Though I realize most people have Christmas cookies on their mind right now, I thought I would go ahead and post these little hand pies because they turned out so wonderfully. I made my first batch of hand pies a couple months ago and they turned out just okay. The crust lost its flakiness within a couple hours and the filling was a bit dry. However, once finals were over I gave hand pies another try and this time used my grandmother’s pie crust recipe along with a filling recipe that sounded really yummy. It also didn’t hurt that I already had mascarpone in the fridge and blackberries were on sale at the local grocery store. The crust was as flakey as ever, and the mascarpone really helped keep the filling moist. I also love that the filling is prepared ahead of time to help prevent the pies from deflating due to broken down filling.

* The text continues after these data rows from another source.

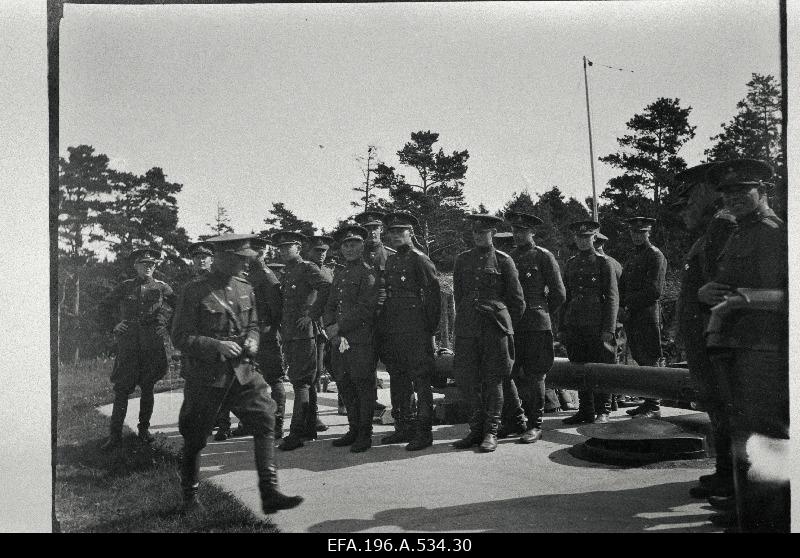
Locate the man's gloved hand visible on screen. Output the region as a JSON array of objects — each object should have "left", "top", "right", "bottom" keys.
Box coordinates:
[
  {"left": 295, "top": 316, "right": 312, "bottom": 331},
  {"left": 697, "top": 281, "right": 733, "bottom": 306}
]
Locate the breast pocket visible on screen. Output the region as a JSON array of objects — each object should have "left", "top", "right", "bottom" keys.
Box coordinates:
[{"left": 200, "top": 300, "right": 228, "bottom": 333}]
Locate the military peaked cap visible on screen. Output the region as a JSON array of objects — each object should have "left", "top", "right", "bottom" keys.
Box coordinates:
[
  {"left": 383, "top": 211, "right": 419, "bottom": 229},
  {"left": 708, "top": 159, "right": 774, "bottom": 191},
  {"left": 335, "top": 223, "right": 369, "bottom": 244},
  {"left": 625, "top": 217, "right": 656, "bottom": 231},
  {"left": 308, "top": 234, "right": 333, "bottom": 250},
  {"left": 569, "top": 220, "right": 600, "bottom": 236},
  {"left": 467, "top": 213, "right": 503, "bottom": 231},
  {"left": 131, "top": 248, "right": 161, "bottom": 263},
  {"left": 353, "top": 211, "right": 386, "bottom": 227},
  {"left": 505, "top": 211, "right": 544, "bottom": 229},
  {"left": 250, "top": 236, "right": 269, "bottom": 250},
  {"left": 189, "top": 241, "right": 214, "bottom": 257},
  {"left": 272, "top": 231, "right": 306, "bottom": 246},
  {"left": 206, "top": 234, "right": 258, "bottom": 258}
]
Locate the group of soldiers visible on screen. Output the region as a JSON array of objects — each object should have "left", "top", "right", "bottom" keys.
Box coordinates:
[{"left": 102, "top": 160, "right": 788, "bottom": 529}]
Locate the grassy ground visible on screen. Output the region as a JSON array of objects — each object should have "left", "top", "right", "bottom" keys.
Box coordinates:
[{"left": 54, "top": 359, "right": 277, "bottom": 533}]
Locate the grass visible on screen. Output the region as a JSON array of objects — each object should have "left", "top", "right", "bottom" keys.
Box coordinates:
[{"left": 53, "top": 359, "right": 277, "bottom": 533}]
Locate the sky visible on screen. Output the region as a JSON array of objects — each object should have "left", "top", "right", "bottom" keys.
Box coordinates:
[{"left": 60, "top": 0, "right": 780, "bottom": 242}]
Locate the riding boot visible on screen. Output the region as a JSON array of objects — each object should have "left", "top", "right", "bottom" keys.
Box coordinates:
[
  {"left": 100, "top": 393, "right": 128, "bottom": 451},
  {"left": 253, "top": 434, "right": 303, "bottom": 514},
  {"left": 181, "top": 446, "right": 204, "bottom": 515}
]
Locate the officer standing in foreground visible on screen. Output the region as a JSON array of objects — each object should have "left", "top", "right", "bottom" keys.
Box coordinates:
[
  {"left": 99, "top": 248, "right": 175, "bottom": 451},
  {"left": 222, "top": 238, "right": 286, "bottom": 440},
  {"left": 505, "top": 211, "right": 566, "bottom": 444},
  {"left": 322, "top": 225, "right": 378, "bottom": 453},
  {"left": 308, "top": 235, "right": 333, "bottom": 432},
  {"left": 492, "top": 232, "right": 528, "bottom": 438},
  {"left": 560, "top": 221, "right": 619, "bottom": 424},
  {"left": 272, "top": 231, "right": 331, "bottom": 451},
  {"left": 453, "top": 215, "right": 525, "bottom": 452},
  {"left": 673, "top": 163, "right": 736, "bottom": 504},
  {"left": 698, "top": 159, "right": 789, "bottom": 532},
  {"left": 172, "top": 234, "right": 303, "bottom": 513},
  {"left": 376, "top": 211, "right": 442, "bottom": 451},
  {"left": 619, "top": 217, "right": 667, "bottom": 418}
]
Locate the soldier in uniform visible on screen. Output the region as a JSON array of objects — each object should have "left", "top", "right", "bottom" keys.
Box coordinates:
[
  {"left": 322, "top": 225, "right": 378, "bottom": 453},
  {"left": 375, "top": 211, "right": 442, "bottom": 451},
  {"left": 594, "top": 231, "right": 628, "bottom": 411},
  {"left": 492, "top": 232, "right": 528, "bottom": 438},
  {"left": 453, "top": 215, "right": 525, "bottom": 452},
  {"left": 619, "top": 217, "right": 667, "bottom": 418},
  {"left": 560, "top": 221, "right": 619, "bottom": 424},
  {"left": 172, "top": 234, "right": 303, "bottom": 513},
  {"left": 505, "top": 211, "right": 566, "bottom": 444},
  {"left": 354, "top": 211, "right": 398, "bottom": 421},
  {"left": 99, "top": 248, "right": 175, "bottom": 451},
  {"left": 308, "top": 235, "right": 333, "bottom": 432},
  {"left": 697, "top": 159, "right": 789, "bottom": 532},
  {"left": 220, "top": 237, "right": 286, "bottom": 441},
  {"left": 673, "top": 163, "right": 736, "bottom": 504},
  {"left": 272, "top": 231, "right": 331, "bottom": 451}
]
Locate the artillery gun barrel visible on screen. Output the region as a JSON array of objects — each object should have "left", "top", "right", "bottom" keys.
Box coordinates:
[{"left": 436, "top": 354, "right": 698, "bottom": 401}]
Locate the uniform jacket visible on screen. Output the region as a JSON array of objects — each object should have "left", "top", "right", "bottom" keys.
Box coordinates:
[
  {"left": 675, "top": 218, "right": 736, "bottom": 348},
  {"left": 619, "top": 246, "right": 667, "bottom": 324},
  {"left": 453, "top": 246, "right": 525, "bottom": 337},
  {"left": 561, "top": 250, "right": 619, "bottom": 334},
  {"left": 382, "top": 246, "right": 442, "bottom": 335},
  {"left": 172, "top": 271, "right": 259, "bottom": 382},
  {"left": 247, "top": 260, "right": 283, "bottom": 331},
  {"left": 322, "top": 258, "right": 378, "bottom": 344},
  {"left": 511, "top": 244, "right": 566, "bottom": 331},
  {"left": 714, "top": 208, "right": 788, "bottom": 350},
  {"left": 99, "top": 277, "right": 176, "bottom": 340},
  {"left": 281, "top": 260, "right": 331, "bottom": 341}
]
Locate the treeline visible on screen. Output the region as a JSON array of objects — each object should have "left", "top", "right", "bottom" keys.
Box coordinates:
[{"left": 58, "top": 74, "right": 786, "bottom": 360}]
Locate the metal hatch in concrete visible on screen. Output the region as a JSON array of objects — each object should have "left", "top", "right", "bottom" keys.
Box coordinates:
[{"left": 571, "top": 413, "right": 710, "bottom": 465}]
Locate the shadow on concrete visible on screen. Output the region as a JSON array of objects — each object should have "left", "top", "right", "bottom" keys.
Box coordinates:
[{"left": 308, "top": 482, "right": 721, "bottom": 533}]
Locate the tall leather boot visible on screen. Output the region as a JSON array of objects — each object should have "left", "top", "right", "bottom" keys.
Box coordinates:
[
  {"left": 381, "top": 384, "right": 414, "bottom": 444},
  {"left": 100, "top": 393, "right": 128, "bottom": 451},
  {"left": 479, "top": 380, "right": 503, "bottom": 452},
  {"left": 181, "top": 450, "right": 204, "bottom": 515},
  {"left": 137, "top": 386, "right": 155, "bottom": 444},
  {"left": 269, "top": 379, "right": 286, "bottom": 440},
  {"left": 253, "top": 434, "right": 303, "bottom": 514},
  {"left": 406, "top": 375, "right": 433, "bottom": 451}
]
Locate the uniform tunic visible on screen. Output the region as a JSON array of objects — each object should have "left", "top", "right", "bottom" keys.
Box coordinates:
[
  {"left": 100, "top": 277, "right": 176, "bottom": 394},
  {"left": 619, "top": 245, "right": 667, "bottom": 366}
]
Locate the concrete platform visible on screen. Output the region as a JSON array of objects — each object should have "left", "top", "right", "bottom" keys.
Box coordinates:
[{"left": 100, "top": 384, "right": 722, "bottom": 533}]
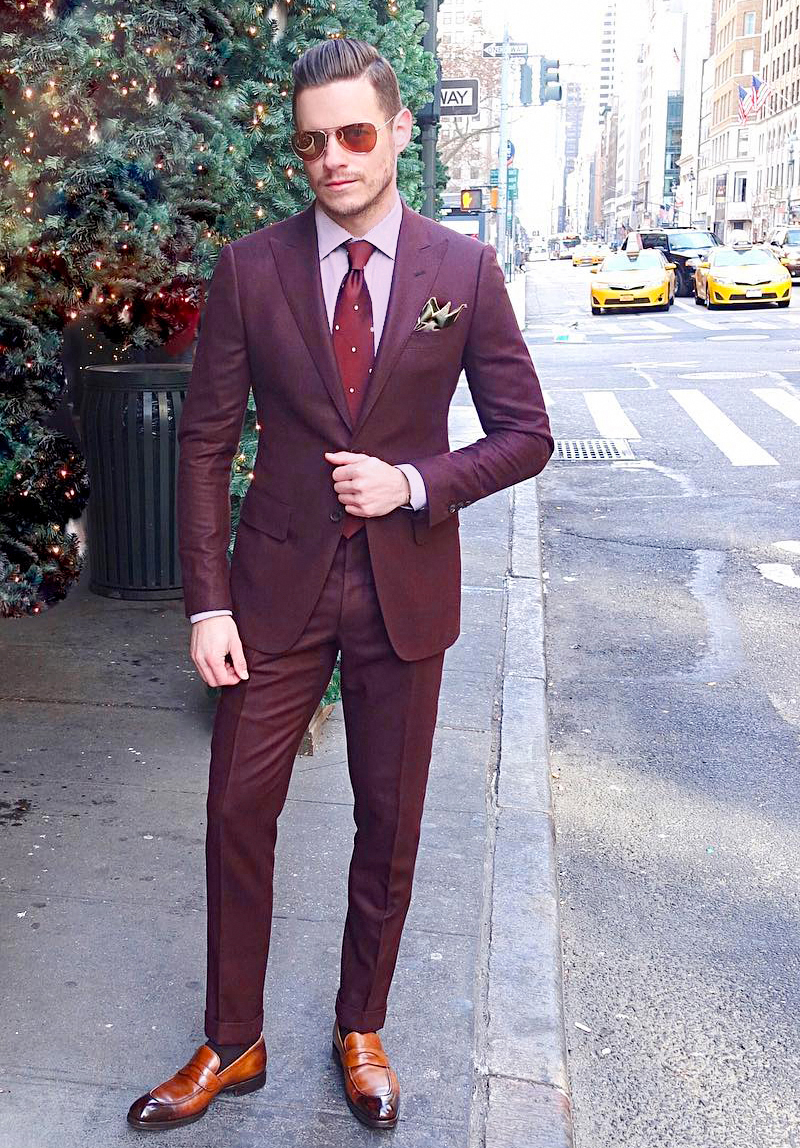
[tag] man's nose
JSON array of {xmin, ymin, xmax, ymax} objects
[{"xmin": 323, "ymin": 132, "xmax": 350, "ymax": 168}]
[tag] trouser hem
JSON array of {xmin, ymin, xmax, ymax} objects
[
  {"xmin": 205, "ymin": 1013, "xmax": 264, "ymax": 1045},
  {"xmin": 336, "ymin": 998, "xmax": 386, "ymax": 1032}
]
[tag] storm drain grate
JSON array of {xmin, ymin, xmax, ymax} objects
[{"xmin": 553, "ymin": 439, "xmax": 635, "ymax": 463}]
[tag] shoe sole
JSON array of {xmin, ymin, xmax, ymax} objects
[
  {"xmin": 331, "ymin": 1041, "xmax": 399, "ymax": 1130},
  {"xmin": 127, "ymin": 1069, "xmax": 266, "ymax": 1132}
]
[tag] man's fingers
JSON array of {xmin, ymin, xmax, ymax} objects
[{"xmin": 228, "ymin": 634, "xmax": 250, "ymax": 678}]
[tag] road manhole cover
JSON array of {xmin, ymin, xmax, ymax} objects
[{"xmin": 553, "ymin": 439, "xmax": 635, "ymax": 463}]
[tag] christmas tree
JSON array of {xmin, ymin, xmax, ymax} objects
[{"xmin": 0, "ymin": 0, "xmax": 434, "ymax": 614}]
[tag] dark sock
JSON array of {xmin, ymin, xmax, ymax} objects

If I can keep our adorable yet wild puppy Stella from tearing down all of our blackberry canes, hopefully I’ll be able to make these next summer with homegrown blackberries! Also, I know I promised puppy pictures earlier but just haven’t gotten around to going through them and getting them up. They will be posted soon!
Another item to cross off the Baking Bucket List!
For the filling:
¾ cup granulated sugar
3 Tbsp. cornstarch
¼ cup water
2½ cups blackberries, separated
1 tsp. lemon juice
¼ cup mascarpone cheese
For the crust:
2½ cups all-purpose flour
1¼ tsp. salt
1 cup shortening
4-5 Tbsp. cold water
1 egg, beaten
2. Preheat oven to 425 ºF. To make the crust, combine flour and salt. Cut in shortening until the particles are pea-sized. Sprinkle mixture with cold water, 1 tablespoon at a time, tossing with a fork until all flour is moistened and a ball starts to form.
3. Divide pastry dough in half. On a floured surface, roll one piece of pastry to about ⅛” thick. Cut half of the rolled out dough out into 2½” diameter circles and the other half into 3″ diameter circles. Place smaller circles on a baking sheet lined with parchment paper.
4. Roll out and cut the other half of the dough in the same manner. Feel free to bunch together the dough scraps and re-roll, though the dough will be less flakey and more prone to cracking.
5. Working one at a time, place 1 teaspoon of mascarpone in the center of each circle, pressing dollop down a bit with a spoon. Top with 2 tablespoons of the cooled filling. Brush a small amount of beaten egg around the edges of each circle. Gently place the larger dough circles on top of the filling and seal the edges by pressing down with your fingertips. Press the tines of a fork around the edge of the circle to fully seal in the filling.
6. Bake the pies for about 18-20 minutes or until the crust is golden brown. Remove from oven and cool on a wire rack.